Elastic Spectral State Space Models for Budgeted Inference
This addresses the need for flexible model deployment without retraining, though it is incremental as it builds on existing state space models and spectral filtering techniques.
The paper tackles the problem of deploying foundation models across platforms with varying resource constraints by proposing Elastic Spectral State Space Models (ES-SSM), which allow a single model trained at full capacity to be truncated at runtime for budgeted inference, achieving competitive performance compared to baselines like Transformers and SSMs across multiple benchmarks.
Foundation models are typically trained at a fixed computational capacity, while real-world applications require deployment across platforms with different resource constraints.
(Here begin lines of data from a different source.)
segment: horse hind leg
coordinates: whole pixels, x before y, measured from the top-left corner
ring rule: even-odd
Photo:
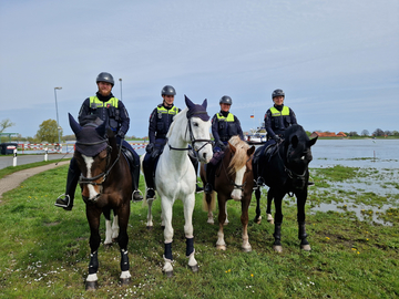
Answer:
[[[272,216],[272,202],[273,202],[273,193],[269,189],[267,193],[267,207],[266,207],[267,221],[269,224],[274,224],[274,219]]]
[[[203,209],[207,212],[207,220],[206,223],[214,225],[214,218],[213,218],[213,210],[215,209],[215,192],[212,193],[212,195],[203,193]]]
[[[260,187],[255,189],[255,198],[256,198],[256,215],[254,223],[260,224],[262,223],[262,215],[260,215]]]

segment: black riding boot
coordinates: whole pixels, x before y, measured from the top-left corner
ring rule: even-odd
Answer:
[[[65,194],[57,198],[54,206],[62,207],[65,210],[71,210],[73,207],[74,193],[78,186],[80,171],[74,158],[71,159],[66,176]],[[63,197],[63,198],[62,198]]]
[[[195,157],[195,155],[192,153],[188,153],[190,161],[192,162],[195,171],[195,177],[197,177],[198,174],[198,159]],[[198,183],[195,185],[195,193],[202,193],[204,188],[198,186]]]
[[[139,165],[134,165],[131,168],[131,174],[132,174],[132,184],[133,184],[133,196],[132,196],[132,200],[133,202],[141,202],[143,200],[143,195],[141,195],[140,190],[139,190],[139,182],[140,182],[140,164]]]
[[[147,155],[145,155],[145,158],[143,161],[144,178],[145,178],[145,185],[147,187],[146,200],[155,199],[155,183],[153,176],[154,158],[151,155],[149,156]]]
[[[211,163],[206,164],[206,185],[205,193],[212,194],[215,186],[215,166]]]

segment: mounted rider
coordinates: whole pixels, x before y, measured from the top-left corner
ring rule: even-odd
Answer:
[[[212,135],[215,140],[214,156],[206,164],[206,186],[205,193],[212,194],[215,185],[216,165],[223,157],[223,152],[232,136],[238,135],[244,141],[241,123],[229,109],[233,104],[232,97],[224,95],[219,100],[221,111],[212,117]]]
[[[114,86],[114,79],[110,73],[100,73],[96,76],[95,82],[99,91],[95,95],[84,100],[79,112],[79,122],[82,124],[88,115],[96,115],[102,121],[109,120],[109,126],[116,133],[117,144],[121,144],[122,142],[122,151],[125,153],[130,163],[133,184],[132,200],[143,200],[143,196],[139,190],[140,157],[133,147],[124,140],[130,126],[127,111],[122,101],[116,99],[111,92]],[[80,175],[81,173],[76,165],[76,161],[72,157],[68,169],[65,194],[57,198],[55,206],[63,207],[65,210],[72,209],[74,193]]]
[[[266,148],[279,144],[283,142],[283,133],[289,126],[298,124],[294,111],[284,105],[285,93],[283,90],[278,89],[272,93],[272,100],[274,105],[269,107],[265,113],[265,127],[267,132],[267,142],[256,151],[254,161],[256,161],[258,155],[262,155],[266,152]],[[256,179],[259,174],[258,169],[254,167],[254,177]],[[257,177],[256,184],[262,186],[264,184],[263,177]],[[308,185],[314,185],[313,182],[308,182]]]
[[[147,186],[146,199],[155,199],[155,183],[154,173],[157,158],[163,152],[166,144],[167,131],[176,116],[181,112],[178,107],[174,105],[174,96],[176,91],[171,85],[165,85],[161,91],[163,99],[162,104],[158,104],[150,115],[149,124],[149,145],[146,146],[146,155],[143,161],[143,171],[145,177],[145,184]],[[198,161],[195,157],[193,151],[188,151],[188,157],[194,165],[195,173],[198,172]],[[203,192],[198,185],[196,185],[196,193]]]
Current approaches usually rely on training families of model variants or model distillation, which requires additional training and supports only a pre-selected set of sizes rather than fine-grained adaptation at runtime. In this paper, we propose Elastic Spectral State Space Models (ES-SSM), which require only one-time training at full capacity, but can be directly truncated into arbitrary scales for budgeted, runtime inference without retraining. Our ES-SSM builds on Hankel spectral filtering over a state space model (SSM), coupled with a lightweight input-adaptive gate trained under randomized spectral budgets. Using a shared masked normalization rule over the ordered spectral channels, we encourage predictive capability to concentrate in low-index components, while higher-index components act primarily as refinement. We test our algorithm across long-sequence benchmarks spanning text, logic, retrieval, vision, and audio. We demonstrate that a single ES-SSM model trained once can be truncated to provide competitive performance compared with modern Transformer and SSM baselines at similar parameter scales. Furthermore, by testing under various runtime budgets, we observe smooth and stable budget-performance curves over a wide range of truncation levels.